— Иди ко мне, касатка моя. Прости, что обидел тебя, глупый осел. — Жадно, непривычно торопливо шарили по телу чужие руки.
Катерина отталкивала их, но в душе ликовала. «Получай, гад!» — смеялась над мужем молча.
— Голубка! Солнышко мое! — Дрожали руки соседа горячие, сильные.
Он целовал Катьку так, как никто в жизни. Баба растерялась. Ей не хотелось сопротивляться этому напористому человеку, а он становился все настойчивее.
— Я люблю тебя!
Катерина сжималась в комок. Ей было стыдно и почему-то радостно. Она даже от мужа не слышала признаний и таких ласковых слов.
— Не бойся, родная моя! Поверь себе и мне. Ты не ошиблась. — Стиснул в объятиях, целовал так, что баба не удержалась на ногах.
Ах, как пахла мята совсем рядом, как пели ночные птицы над их головами, как не хотелось возвращаться в свой убогий дом к Дамиру, тщедушному, низкорослому, так не похожему на соседа! И почему не этот, а именно тот стал ее мужем? За что наказала судьба? Ведь ей плохо в своей семье. С этим она впервые в жизни почувствовала себя женщиной, нужной и любимой.
Катерина вернулась домой, шатаясь, как пьяная. Ее отсутствие осталось незамеченным. Дамир спал, а сын так и не пришел ночевать.
Баба прилегла прямо на кухне, на лавке, но уснуть не смогла. Она пыталась стыдить себя и тут же оправдывала: «Что ж такого? Узнала, что я не колода и не кобыла? Баба, да еще какая! Впервой прозрела и почуяла, каким должен быть мужик и за что его любить следует! Уж сосед не то что мой сверчок!» Вспомнила всю встречу со Шкворнем и покраснела. «Опытный черт, тертый! Скольких он вот так взял? Из его лап не вырвешься! А и неохота! Ох, бесстыжий змей! Ну всю обласкал, обцеловал, неугомонный! А как не отпускал? Все умолял побыть с ним еще. Все ему мало!» — смеялась баба втихомолку и вспоминала.
— Ты, как только урвешь минуту, прибегай ко мне.
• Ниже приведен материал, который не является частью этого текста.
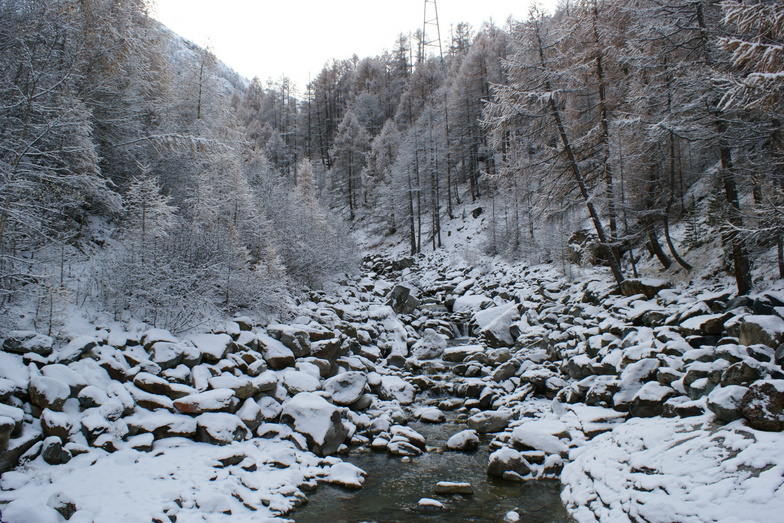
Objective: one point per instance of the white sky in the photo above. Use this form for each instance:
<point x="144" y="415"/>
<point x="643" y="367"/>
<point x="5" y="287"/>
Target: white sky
<point x="295" y="38"/>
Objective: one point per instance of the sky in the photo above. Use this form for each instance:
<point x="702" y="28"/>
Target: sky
<point x="295" y="38"/>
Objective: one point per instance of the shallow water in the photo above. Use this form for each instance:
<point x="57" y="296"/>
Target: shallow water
<point x="393" y="488"/>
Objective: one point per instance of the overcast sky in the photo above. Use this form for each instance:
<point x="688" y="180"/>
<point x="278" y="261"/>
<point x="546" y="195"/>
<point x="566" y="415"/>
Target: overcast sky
<point x="295" y="38"/>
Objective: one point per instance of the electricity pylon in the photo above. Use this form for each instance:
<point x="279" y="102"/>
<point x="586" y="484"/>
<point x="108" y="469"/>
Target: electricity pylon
<point x="431" y="22"/>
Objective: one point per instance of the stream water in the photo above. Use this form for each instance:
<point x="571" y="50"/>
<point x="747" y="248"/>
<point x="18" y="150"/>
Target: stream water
<point x="393" y="488"/>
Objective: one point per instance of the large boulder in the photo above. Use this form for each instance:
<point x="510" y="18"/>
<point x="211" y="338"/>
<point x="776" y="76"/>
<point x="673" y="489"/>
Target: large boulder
<point x="726" y="402"/>
<point x="48" y="393"/>
<point x="396" y="388"/>
<point x="210" y="401"/>
<point x="402" y="299"/>
<point x="346" y="388"/>
<point x="220" y="428"/>
<point x="650" y="287"/>
<point x="767" y="330"/>
<point x="277" y="355"/>
<point x="318" y="420"/>
<point x="508" y="464"/>
<point x="23" y="342"/>
<point x="763" y="405"/>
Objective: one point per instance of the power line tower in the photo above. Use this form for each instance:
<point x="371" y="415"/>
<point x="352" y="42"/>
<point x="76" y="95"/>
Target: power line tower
<point x="430" y="23"/>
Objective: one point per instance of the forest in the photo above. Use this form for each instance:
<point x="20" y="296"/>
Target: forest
<point x="142" y="178"/>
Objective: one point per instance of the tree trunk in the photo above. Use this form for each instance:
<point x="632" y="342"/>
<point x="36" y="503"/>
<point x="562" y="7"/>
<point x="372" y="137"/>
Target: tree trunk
<point x="740" y="254"/>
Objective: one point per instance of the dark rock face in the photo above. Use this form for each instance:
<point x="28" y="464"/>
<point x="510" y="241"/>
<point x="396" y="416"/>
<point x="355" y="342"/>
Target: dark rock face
<point x="402" y="300"/>
<point x="648" y="287"/>
<point x="763" y="405"/>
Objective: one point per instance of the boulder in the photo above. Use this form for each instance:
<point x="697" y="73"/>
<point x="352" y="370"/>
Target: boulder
<point x="402" y="299"/>
<point x="489" y="421"/>
<point x="763" y="405"/>
<point x="346" y="475"/>
<point x="396" y="388"/>
<point x="463" y="441"/>
<point x="726" y="402"/>
<point x="209" y="401"/>
<point x="53" y="452"/>
<point x="157" y="385"/>
<point x="48" y="393"/>
<point x="220" y="428"/>
<point x="213" y="347"/>
<point x="24" y="342"/>
<point x="318" y="420"/>
<point x="450" y="488"/>
<point x="650" y="287"/>
<point x="277" y="355"/>
<point x="346" y="388"/>
<point x="296" y="339"/>
<point x="767" y="330"/>
<point x="430" y="346"/>
<point x="505" y="461"/>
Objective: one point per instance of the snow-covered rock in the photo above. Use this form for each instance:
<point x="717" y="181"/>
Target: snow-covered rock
<point x="220" y="428"/>
<point x="317" y="419"/>
<point x="49" y="393"/>
<point x="346" y="475"/>
<point x="767" y="330"/>
<point x="763" y="405"/>
<point x="396" y="388"/>
<point x="464" y="441"/>
<point x="209" y="401"/>
<point x="726" y="402"/>
<point x="508" y="464"/>
<point x="346" y="388"/>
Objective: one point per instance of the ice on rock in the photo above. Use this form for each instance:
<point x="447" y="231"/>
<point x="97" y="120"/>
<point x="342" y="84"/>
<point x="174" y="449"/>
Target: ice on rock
<point x="213" y="347"/>
<point x="465" y="440"/>
<point x="396" y="388"/>
<point x="346" y="388"/>
<point x="48" y="393"/>
<point x="317" y="419"/>
<point x="538" y="435"/>
<point x="296" y="381"/>
<point x="346" y="475"/>
<point x="209" y="401"/>
<point x="471" y="303"/>
<point x="220" y="428"/>
<point x="495" y="323"/>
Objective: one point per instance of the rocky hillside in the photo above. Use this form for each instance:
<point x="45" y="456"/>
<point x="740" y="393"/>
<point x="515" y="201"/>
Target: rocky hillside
<point x="637" y="398"/>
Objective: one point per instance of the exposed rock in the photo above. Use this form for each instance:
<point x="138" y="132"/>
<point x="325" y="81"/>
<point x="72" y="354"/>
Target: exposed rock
<point x="277" y="355"/>
<point x="346" y="475"/>
<point x="157" y="385"/>
<point x="53" y="452"/>
<point x="396" y="388"/>
<point x="318" y="420"/>
<point x="220" y="428"/>
<point x="48" y="393"/>
<point x="210" y="401"/>
<point x="402" y="300"/>
<point x="726" y="402"/>
<point x="346" y="388"/>
<point x="449" y="488"/>
<point x="507" y="460"/>
<point x="489" y="421"/>
<point x="763" y="405"/>
<point x="24" y="342"/>
<point x="463" y="441"/>
<point x="767" y="330"/>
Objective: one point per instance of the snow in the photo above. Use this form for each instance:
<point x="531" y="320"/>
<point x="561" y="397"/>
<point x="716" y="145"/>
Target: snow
<point x="346" y="475"/>
<point x="663" y="470"/>
<point x="471" y="303"/>
<point x="134" y="486"/>
<point x="311" y="415"/>
<point x="212" y="346"/>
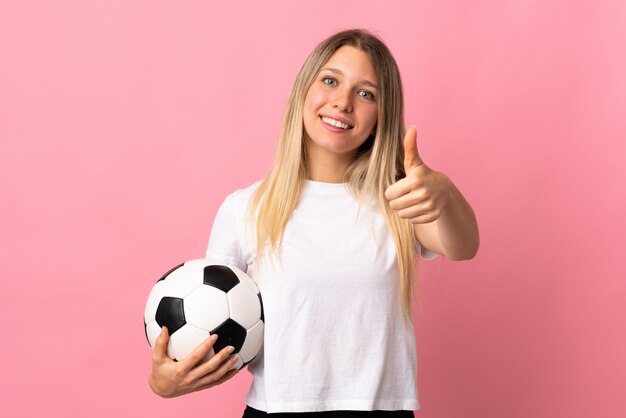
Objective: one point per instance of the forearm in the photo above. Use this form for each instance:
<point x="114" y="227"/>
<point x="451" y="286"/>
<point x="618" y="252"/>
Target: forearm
<point x="455" y="232"/>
Ждать стану. Для тебя все мои двери настежь распахнуты.
— Не знаю. Боюсь я, а что, если муж узнает про все? Испозорит до самой смерти!
— Откуда ему пронюхать?
— Твои мужики проболтаются, какие тебя сторожат.
— Этих не бойся. Они вернее собак. За меня сдохнут, не сморгнув.
— А меня пропустят?
— На руках принесут по моему слову!
И она поверила. Горело лицо Катерины, а в глазах все он стоит: «Я люблю тебя…»
«Совестно как. Уж не девка, сколько лет мне? А надо ж такому случиться? Полюбила, сама того не ждала. Думала, всю жизнь со своим прожить в верности. Да бабье подвело нежданно…»
— Ты чего это тут валяешься? — подошел Дамир.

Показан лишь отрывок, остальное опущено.